Lyrically the debut dealt with abstract themes of love and loss, with songs that scanned like scenes from a black and white hollywood movie. This time I get the feeling that the songs are rooted more in specific, personal memories. On ‘The Book of Revelation’ when Johnny sings ‘You are the son of an evil man, I know you hate yourself but you’re nothing like him’ you somehow believe that he has lived it, where as when he sang ‘mama I wanna go surfing’, as brilliant a piece of escapism as it was, you just didn’t buy it. On ‘I Don’t Know How to Love’ he says ‘I remember football in the park’, whilst on ‘I Need a Doctor’ he talks about ‘that night you put your lipstick on me, I felt so stupid so I drank to get dizzy.’ It’s all rooted in Johnny’s past and he sells it with complete conviction. Whilst the verses are deeper and more complex, he’s still dealing with simple and memorable choruses that get straight to the point. The aim is to convey sadness in the most instant and direct way possible, for example ‘I want to buy you something, but I don’t have any money’ or ‘I wont ever hate you, but your hard to love’.

‘Money’ was a strange choice of first single – perhaps it was chosen because the record label execs thought that the theme of having no money would resonate, and it does, it’s just a shame that musically it’s a bit directionless – great bassline, but not much else. ‘Hard to Love’ or ‘I don’t Know How to Love’ might have been better choices, both have the infectious melodies that made ‘Best Friend’ and ‘Forever and Ever Amen’ minor hits. And make no mistake, as good as some of the more downbeat songs are, the group are still absolutely at their best when their melodies are as sunny as the lyrics are overcast.

‘How It Ended’ closes the album in much the same way ‘The Future’ closed the debut – essentially it’s as uplifting as The Drums get. ‘Those Days when I would sit around with you, there’s nothing like it. Even when my heart was black and blue, there’s nothing like it.’ Essentially the song is saying that it’s better to have loved and lost than to have never loved at all, whereas the rest of the album (particularly the second half) is bitter and resentful. So whilst ‘Portamento’ might be a complete downer for 35 odd minutes, the last four are at least a happy listening experience.

I always felt there was something a bit special about The Drums, ultimately the hype didn’t make for great sales but that doesn’t mean it wasn’t justified.

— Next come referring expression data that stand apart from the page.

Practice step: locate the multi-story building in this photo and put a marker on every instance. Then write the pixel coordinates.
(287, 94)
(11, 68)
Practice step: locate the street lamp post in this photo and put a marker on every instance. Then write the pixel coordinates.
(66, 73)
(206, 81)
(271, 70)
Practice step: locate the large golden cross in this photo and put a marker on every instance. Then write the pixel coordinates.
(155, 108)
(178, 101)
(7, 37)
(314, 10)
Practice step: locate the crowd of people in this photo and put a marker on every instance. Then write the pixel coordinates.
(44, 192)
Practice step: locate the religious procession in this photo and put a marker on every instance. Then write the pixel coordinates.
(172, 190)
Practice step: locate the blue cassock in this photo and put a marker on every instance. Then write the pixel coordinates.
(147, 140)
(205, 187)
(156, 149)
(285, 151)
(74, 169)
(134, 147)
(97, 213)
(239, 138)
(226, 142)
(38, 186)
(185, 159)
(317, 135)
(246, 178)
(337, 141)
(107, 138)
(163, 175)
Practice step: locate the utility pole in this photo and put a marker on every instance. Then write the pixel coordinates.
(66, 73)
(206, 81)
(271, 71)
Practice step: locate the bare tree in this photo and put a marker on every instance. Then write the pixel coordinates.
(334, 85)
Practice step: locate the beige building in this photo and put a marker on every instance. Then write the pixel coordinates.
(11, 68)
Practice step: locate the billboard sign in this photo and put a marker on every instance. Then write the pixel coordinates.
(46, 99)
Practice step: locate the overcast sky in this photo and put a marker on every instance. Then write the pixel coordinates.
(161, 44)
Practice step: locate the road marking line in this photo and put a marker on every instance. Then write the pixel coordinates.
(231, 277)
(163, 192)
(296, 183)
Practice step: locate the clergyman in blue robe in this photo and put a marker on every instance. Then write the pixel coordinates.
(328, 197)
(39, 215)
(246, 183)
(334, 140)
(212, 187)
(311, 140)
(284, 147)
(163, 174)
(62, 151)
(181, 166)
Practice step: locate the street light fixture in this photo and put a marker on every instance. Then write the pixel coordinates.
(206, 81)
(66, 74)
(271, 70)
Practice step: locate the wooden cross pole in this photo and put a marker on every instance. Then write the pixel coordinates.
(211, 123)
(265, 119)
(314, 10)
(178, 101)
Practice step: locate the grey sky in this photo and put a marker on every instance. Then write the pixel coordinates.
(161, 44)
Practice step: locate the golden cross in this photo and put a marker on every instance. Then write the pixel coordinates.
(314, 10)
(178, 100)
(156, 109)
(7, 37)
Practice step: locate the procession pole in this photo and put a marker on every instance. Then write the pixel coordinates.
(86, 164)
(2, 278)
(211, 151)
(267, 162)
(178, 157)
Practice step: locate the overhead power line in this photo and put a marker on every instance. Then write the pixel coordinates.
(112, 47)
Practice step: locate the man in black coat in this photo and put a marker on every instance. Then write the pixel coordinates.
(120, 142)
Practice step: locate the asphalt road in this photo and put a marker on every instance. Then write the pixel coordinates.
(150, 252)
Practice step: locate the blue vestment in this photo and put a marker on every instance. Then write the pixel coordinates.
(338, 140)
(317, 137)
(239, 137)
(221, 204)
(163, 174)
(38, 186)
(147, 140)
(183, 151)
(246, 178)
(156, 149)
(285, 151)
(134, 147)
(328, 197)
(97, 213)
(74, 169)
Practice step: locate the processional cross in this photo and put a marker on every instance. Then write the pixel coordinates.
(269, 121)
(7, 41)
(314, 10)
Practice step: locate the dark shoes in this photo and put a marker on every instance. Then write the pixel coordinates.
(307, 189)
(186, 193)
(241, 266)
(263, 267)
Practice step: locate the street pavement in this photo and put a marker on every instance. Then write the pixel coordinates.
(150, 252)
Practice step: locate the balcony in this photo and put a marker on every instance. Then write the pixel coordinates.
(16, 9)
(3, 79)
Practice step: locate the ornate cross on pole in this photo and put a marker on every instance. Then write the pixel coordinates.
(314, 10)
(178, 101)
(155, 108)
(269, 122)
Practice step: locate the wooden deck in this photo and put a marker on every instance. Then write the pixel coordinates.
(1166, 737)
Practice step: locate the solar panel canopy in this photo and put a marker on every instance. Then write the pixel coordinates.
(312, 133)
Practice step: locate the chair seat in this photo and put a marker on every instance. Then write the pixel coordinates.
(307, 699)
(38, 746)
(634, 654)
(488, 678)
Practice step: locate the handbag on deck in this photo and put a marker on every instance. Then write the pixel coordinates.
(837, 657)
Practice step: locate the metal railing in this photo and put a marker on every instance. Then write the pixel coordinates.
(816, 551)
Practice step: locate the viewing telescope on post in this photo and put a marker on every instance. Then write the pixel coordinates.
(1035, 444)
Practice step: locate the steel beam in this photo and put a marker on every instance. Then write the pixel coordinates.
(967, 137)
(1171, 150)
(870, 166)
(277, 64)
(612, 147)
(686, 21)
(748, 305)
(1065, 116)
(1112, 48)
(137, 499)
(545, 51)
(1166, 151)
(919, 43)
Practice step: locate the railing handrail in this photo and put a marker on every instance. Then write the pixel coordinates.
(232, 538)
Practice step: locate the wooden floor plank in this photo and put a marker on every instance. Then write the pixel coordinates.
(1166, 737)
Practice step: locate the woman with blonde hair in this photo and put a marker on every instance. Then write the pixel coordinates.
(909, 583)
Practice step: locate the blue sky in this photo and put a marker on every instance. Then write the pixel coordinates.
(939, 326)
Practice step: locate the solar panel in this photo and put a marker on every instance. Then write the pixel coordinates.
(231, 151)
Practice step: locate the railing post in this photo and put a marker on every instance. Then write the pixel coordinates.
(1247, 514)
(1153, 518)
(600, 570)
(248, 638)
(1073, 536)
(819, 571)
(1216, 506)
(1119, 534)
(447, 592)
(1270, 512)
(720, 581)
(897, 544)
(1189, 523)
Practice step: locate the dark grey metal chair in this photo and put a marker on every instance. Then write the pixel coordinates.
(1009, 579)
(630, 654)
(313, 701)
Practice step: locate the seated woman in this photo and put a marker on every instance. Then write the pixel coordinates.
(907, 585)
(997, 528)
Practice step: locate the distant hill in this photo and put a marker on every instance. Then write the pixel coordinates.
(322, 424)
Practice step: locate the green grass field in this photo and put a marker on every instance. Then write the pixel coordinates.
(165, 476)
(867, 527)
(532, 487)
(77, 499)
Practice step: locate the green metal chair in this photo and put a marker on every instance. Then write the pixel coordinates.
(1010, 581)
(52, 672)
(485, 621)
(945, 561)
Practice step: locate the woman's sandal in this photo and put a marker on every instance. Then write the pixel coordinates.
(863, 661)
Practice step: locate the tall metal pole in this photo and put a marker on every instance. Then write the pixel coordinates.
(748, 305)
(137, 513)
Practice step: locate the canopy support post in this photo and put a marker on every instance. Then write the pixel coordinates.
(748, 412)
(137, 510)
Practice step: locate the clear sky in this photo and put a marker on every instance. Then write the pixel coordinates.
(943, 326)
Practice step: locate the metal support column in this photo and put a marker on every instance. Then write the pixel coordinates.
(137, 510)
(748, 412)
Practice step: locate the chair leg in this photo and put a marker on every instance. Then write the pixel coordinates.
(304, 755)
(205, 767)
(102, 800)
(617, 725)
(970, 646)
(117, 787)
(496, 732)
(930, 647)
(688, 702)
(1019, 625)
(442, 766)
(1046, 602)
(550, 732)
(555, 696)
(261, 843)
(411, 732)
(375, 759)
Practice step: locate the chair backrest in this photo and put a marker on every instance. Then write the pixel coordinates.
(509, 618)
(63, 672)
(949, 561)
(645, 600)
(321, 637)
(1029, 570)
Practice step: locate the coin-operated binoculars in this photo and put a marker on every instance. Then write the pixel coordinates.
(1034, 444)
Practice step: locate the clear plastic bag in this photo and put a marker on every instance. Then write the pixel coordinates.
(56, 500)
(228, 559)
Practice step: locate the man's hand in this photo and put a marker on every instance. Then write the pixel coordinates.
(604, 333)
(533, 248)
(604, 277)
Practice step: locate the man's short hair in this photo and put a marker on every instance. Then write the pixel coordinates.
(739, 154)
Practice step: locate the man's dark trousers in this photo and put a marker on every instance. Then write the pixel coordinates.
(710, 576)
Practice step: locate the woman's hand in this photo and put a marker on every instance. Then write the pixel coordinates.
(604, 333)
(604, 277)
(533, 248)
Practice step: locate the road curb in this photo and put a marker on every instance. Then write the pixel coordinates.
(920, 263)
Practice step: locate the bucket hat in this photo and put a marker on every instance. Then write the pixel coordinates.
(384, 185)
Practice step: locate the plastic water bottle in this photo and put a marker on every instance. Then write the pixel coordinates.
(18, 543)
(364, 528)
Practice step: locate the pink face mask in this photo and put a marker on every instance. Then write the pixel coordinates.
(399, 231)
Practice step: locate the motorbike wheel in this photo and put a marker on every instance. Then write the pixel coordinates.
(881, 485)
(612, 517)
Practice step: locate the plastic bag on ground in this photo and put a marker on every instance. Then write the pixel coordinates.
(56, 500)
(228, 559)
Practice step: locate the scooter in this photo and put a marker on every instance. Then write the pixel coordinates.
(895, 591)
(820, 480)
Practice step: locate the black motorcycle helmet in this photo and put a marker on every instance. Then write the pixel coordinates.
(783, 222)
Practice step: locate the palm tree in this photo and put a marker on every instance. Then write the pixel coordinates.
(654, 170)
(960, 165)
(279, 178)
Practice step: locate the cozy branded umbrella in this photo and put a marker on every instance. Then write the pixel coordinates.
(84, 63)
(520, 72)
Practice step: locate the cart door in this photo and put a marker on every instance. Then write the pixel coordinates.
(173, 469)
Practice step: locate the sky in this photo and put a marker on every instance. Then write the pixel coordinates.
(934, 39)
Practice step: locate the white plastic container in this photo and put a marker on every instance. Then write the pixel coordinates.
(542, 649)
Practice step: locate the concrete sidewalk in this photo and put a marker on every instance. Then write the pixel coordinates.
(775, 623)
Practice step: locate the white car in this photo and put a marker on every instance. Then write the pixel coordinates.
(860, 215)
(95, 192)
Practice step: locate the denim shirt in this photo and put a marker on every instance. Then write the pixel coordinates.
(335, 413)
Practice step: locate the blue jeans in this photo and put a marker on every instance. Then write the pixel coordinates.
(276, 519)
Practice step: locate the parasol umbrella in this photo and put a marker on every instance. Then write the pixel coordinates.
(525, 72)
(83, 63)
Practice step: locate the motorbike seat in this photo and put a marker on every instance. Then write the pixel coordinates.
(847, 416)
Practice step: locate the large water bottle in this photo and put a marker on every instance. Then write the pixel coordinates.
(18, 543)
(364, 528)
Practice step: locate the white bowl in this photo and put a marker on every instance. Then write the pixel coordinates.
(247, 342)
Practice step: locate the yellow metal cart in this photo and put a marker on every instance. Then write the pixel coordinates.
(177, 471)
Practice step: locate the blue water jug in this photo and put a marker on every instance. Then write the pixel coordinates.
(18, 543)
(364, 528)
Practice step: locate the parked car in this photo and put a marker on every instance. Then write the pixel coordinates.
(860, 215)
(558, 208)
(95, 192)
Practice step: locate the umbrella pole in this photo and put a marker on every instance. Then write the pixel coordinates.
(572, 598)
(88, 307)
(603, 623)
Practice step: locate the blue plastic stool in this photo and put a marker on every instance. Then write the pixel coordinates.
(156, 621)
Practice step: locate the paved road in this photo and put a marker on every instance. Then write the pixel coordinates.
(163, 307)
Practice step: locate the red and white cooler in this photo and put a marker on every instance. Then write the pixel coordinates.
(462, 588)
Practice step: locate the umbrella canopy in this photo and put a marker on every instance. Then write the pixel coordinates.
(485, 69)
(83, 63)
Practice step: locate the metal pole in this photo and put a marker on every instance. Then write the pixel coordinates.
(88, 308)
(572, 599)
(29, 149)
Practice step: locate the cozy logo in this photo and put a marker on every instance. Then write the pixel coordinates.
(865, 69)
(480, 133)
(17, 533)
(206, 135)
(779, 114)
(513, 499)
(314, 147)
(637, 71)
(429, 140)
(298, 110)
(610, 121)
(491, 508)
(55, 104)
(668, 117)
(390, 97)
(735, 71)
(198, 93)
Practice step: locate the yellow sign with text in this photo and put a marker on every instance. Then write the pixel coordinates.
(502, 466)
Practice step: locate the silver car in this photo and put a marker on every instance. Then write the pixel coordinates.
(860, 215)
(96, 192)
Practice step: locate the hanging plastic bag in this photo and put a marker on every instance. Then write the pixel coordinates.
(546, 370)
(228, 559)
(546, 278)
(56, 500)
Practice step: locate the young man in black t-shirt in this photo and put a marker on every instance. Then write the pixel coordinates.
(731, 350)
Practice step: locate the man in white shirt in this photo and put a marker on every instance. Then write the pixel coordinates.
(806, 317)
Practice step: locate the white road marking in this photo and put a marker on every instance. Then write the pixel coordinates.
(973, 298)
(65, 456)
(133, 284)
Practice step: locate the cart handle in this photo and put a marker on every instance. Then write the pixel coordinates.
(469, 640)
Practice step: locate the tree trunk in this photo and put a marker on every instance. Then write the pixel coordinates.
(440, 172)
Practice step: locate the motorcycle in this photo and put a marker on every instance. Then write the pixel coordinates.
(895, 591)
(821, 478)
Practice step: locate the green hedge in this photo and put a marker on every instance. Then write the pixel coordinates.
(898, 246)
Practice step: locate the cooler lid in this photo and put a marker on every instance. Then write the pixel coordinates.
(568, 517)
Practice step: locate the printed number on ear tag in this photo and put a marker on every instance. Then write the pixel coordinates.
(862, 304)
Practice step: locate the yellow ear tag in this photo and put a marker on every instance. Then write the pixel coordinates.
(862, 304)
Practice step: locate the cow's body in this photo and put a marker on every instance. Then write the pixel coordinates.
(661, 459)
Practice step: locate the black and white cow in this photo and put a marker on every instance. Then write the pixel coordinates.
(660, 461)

They remain the idealist, superficial pop dream band; they still sound like every group you’ve always loved thrown into a blender, they still look perfect, dress perfect and say the perfect things; what’s interesting is that on this album they are moving away from the superficiality and adding some substance, but they never really forget the promises they made us in the beginning. Johnny once said ‘It’s the contrast that interests us, one shade of blue would be boring’ and the great strength of the debut was that it achieved the perfect blend of sweet and sour. This time around there is a lot less of the sweet and a lot more of the sour, which makes for a less satisfying and less enjoyable record, but ultimately it retains most of what I loved about this band whilst adding some new and exciting ingredients into the mix. Portamento is a musical term meaning a gentle slide or shift – it’s the perfect title for this transitional album.